5Conjugada com essa ideia do
soberano absoluto temos
também o ataque à comunicação social — outro ódio de estimação de Rui Rio. Se o controlo político da investigação criminal levará
à eliminação do escrutínio do poder judicial, também o controlo dos media,
eliminado pela raiz, solidificará com a ausência de meios de escrutínio e de
eficiência.
Para tal é necessário equiparar o problema da violação do segredo de
justiça a problema do regime democrático — como Francisco Assis e outros
socialistas e social-democratas de renome fizeram.
Sendo a violação do segredo de justiça muito
mais importante do que a má gestão
pública, do desaproveitamento colossal dos fundos europeus que já recebemos
desde 1986, dos desvios financeiros milionários
das obras públicas, da incapacidade de Portugal conseguir investimento directo
estrangeiro com escala, dos baixos salários, da perda de poder compra, da
subida de juros, etc…
Sendo, portanto, os jornalistas os
principais culpados pelos males do país, qual é a solução face à questão da alegada violação de segredo?
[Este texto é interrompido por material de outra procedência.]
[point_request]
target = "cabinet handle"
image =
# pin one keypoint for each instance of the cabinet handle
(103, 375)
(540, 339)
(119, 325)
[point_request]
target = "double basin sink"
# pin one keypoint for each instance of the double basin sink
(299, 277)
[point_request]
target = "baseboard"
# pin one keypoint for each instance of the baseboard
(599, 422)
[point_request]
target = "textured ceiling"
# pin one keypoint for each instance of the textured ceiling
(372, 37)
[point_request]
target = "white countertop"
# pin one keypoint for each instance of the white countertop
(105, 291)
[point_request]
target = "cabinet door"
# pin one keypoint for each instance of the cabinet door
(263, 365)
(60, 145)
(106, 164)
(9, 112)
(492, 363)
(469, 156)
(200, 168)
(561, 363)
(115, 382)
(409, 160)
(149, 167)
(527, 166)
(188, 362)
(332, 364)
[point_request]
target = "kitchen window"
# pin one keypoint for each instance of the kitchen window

Aumentar as penas de prisão da violação do segredo de justiça para que o
crime já admita a autorização das escutas telefónicas a jornalistas? Passar a
fazer buscas domiciliárias e às redacções para descobrir as fontes dos
jornalistas? Impor multas milionárias a órgãos de comunicação social que violem
o segredo de justiça?
Nada disto faz sentido. Tal como na
Justiça, o principal objectivo de Rui Rio é partir a espinha aos jornalistas —
para os controlar de forma clara. Como tentou fazer no tempo em que foi
presidente da Câmara do Porto.
6Quer o princípio da separação
de poderes (que Rui Rio se recusa a compreender), quer a liberdade de imprensa (que é absolutamente desprezada por Rio são princípios
estruturantes do Estado de Direito. É daquelas questões que se ensinam às criança desde
novos para que interiorizem o que é a democracia.
É por isso que pensadores, como Popper, sempre viram
a liberdade de imprensa como uma defesa da democracia representativa e o
jornalismo como um aliado natural do respetivo sistema de freio e contra-freios
que tenta encontrar o equilíbrio entre o Executivo, o Legislativo e o
Judiciário que marca a democracia liberal.
O mesmo se diga do escrutínio judiciário
— essencial na busca do tal equilíbrio do sistema de freio e contra-freios.
A destruição desse equilíbrio seria
sempre o resultado de uma reforma judicial ‘à la’ Rui Rio — e a concretização
de um objectivo claro para José Sócrates. É por isso que Rio é uma espécie de
‘idiota útil’ de Sócrates mas também de uma minoria ruidosa no PS que partilha
algumas das ideias do ex-líder do PSD.